November 26, 2020

Vintage-Nitro

Still car-crazy after all these years

Funny car showdown: Jerry Harvey against Wayne Gapp

In a battle of SOHC powered Fords, Wayne Gapp defeated Jerry Harvey at Detroit Dragway's 1967 Midwest Championshps.
Wayne Gapp leaves on Jerry Harvey's Quiet One Mustang A/FX car at Detroit Dragway's 1967 Midwest Championships. 126mm Instamatic Photo by Tom Bonner

This one is for the Ford and Mercury lovers. Jerry Harvey, wheeling the Quiet One II SOHC Mustang takes on Wayne Gapp in the Chargin’ Cyclone at Detroit Dragway’s 1967 Midwest Championships.

I’ve discussed the Chargin’ Cyclone before, as Gapp ran the same car at the Detroit Invitational a year earlier. Gapp and the Hi-Risers returned in 1967 to again capture runner up honors in the gasoine funny car segment.

His opponent this round is Jerry Harvey. According to Dearborn Flashback, a site that seems to be an authority on Ford Racing History, the Mustang was originally built for Len Richer. It was updated by Holmon and Moody and turned over to Harvey for the ’66 and ’67 racing seasons. Harvey collected the A/FX crown at the 1966 Winternationals in the ‘Stang, and ran the car through 1967.

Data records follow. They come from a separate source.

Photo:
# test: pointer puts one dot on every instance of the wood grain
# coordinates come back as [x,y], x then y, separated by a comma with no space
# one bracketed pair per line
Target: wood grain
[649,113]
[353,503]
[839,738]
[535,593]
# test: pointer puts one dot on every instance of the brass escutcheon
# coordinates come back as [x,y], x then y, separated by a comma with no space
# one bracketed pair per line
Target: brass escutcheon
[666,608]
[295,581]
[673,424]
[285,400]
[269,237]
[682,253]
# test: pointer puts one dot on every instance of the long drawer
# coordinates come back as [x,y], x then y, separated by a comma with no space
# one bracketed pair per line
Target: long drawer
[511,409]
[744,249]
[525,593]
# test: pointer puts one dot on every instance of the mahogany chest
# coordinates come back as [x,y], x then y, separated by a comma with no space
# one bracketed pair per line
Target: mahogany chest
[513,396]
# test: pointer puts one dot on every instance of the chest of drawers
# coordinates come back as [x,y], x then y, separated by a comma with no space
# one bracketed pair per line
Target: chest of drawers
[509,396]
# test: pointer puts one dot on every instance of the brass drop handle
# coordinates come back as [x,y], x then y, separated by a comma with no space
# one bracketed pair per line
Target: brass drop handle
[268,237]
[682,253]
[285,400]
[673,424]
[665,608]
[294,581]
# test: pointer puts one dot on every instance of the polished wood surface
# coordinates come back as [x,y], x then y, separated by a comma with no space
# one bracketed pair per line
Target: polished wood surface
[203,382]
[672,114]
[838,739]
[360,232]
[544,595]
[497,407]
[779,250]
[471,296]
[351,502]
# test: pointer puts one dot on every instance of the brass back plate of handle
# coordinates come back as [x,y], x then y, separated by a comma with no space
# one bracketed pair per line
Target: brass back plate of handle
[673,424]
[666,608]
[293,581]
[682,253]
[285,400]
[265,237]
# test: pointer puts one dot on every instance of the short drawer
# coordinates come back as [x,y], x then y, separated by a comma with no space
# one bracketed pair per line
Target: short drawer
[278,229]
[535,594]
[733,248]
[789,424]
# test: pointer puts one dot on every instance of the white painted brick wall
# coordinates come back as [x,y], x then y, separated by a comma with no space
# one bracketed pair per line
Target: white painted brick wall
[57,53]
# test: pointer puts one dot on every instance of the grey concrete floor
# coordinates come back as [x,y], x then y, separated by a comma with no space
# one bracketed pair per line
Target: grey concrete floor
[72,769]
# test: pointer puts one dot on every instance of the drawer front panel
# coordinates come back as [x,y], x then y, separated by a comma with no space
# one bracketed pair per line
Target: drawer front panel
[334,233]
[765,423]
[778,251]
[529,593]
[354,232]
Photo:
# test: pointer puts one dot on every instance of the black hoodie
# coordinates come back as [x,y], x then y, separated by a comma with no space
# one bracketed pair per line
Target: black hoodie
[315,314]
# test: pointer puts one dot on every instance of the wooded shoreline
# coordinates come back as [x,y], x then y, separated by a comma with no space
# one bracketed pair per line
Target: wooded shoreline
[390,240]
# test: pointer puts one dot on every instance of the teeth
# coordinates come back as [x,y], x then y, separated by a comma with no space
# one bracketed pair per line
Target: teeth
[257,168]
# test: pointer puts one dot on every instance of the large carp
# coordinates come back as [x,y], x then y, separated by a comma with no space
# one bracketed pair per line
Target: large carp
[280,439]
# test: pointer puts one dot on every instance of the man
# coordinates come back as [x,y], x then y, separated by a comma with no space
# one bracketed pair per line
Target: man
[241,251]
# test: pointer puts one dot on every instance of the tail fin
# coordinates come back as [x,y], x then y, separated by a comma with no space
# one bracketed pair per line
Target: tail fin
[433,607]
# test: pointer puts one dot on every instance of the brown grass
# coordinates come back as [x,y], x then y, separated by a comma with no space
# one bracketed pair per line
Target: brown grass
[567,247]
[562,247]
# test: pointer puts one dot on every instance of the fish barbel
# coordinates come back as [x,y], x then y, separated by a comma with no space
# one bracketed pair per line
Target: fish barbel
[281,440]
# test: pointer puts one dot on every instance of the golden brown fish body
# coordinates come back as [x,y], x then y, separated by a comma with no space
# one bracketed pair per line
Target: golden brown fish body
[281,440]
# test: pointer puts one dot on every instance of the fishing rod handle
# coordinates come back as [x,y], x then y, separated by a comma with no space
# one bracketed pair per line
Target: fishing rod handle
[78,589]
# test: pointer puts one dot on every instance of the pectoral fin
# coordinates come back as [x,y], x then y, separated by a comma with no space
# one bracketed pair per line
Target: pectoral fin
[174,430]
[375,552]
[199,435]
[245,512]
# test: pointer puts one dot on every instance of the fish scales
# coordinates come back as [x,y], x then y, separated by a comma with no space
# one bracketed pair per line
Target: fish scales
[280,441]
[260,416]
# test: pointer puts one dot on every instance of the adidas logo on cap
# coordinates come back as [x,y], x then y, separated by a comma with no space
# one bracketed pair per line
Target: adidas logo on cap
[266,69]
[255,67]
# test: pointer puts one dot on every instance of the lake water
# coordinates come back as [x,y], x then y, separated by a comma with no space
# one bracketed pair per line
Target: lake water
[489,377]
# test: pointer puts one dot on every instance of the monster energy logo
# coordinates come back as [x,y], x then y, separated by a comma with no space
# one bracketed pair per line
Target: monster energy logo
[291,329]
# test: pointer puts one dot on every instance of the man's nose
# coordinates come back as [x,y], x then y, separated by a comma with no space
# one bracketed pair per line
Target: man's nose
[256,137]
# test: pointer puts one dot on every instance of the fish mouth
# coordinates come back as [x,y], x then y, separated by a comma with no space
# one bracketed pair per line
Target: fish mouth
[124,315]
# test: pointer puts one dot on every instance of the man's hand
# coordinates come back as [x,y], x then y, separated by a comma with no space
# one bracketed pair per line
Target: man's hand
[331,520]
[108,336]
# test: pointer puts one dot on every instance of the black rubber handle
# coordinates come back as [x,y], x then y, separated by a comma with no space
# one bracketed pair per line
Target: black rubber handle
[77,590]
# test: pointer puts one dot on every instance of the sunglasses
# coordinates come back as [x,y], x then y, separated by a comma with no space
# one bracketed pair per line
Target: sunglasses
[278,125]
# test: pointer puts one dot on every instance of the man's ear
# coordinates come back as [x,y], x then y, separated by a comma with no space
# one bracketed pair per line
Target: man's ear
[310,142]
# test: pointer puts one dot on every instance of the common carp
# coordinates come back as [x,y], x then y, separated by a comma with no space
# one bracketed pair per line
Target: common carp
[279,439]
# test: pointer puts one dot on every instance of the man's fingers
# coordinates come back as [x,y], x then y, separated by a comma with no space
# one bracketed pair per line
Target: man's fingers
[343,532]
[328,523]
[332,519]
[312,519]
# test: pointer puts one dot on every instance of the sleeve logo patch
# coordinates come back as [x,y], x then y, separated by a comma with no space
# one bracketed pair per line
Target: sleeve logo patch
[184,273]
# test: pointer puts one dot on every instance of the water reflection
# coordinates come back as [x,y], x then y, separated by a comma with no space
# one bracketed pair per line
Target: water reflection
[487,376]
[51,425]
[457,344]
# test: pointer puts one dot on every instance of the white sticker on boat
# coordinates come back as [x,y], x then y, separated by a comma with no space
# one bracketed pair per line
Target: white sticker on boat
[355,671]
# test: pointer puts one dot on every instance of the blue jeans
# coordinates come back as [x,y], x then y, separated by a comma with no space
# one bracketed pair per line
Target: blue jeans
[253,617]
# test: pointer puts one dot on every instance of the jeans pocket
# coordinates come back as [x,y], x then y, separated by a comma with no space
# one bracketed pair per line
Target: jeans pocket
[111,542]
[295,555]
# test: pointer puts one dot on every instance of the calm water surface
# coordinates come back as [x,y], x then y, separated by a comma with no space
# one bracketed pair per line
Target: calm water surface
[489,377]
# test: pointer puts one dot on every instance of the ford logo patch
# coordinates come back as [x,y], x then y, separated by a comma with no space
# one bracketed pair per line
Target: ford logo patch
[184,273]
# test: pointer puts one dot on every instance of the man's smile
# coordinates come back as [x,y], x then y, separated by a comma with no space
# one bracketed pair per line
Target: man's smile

In later years, both Hubert Platt and Dyno Don Nicholson took turns running the Mustang at national events. A group of east coast racers then acquired it for street racing. According to the Dearbon Flashback article, the car still exists and has been restored to the ’66 configuration.

Although not as radical as the Gray Ghost or the Stardust Charger, the Quiet One II is indeed an altered wheelbase funny car, with the rear wheels moved forward three inches. The original Mustang chassis was heavily modified to accommodate the big 427ci Ford cammer powerplant.

Gapp moved on to a SOHC Mercury Cougar he called Top Cat Super Cat, then took possesion of Pete Gate’s Comet funny car. He draped the chassis with a fiberglass Mustang body and campaigned it as a gas funny car. Eventually, he teamed with Jack Roush to become a fearsome competitor in the early days of Pro Stock Eliminator.

If you’re wondering about all the pylons and the twin Christmas trees, those are for four lane racing. In 1967, Detroit Dragway ran the pro cars and match racers  in two car matches, but most of the other categories went off as a four car matches. The top two cars advanced to the next round, while two cars went home. In those days, when inexpensive Muscle cars were available at any dealership, a huge amount of street driven entries turned up every Sunday. By running them four at a time, the track was able to complete the day’s racing in half the time.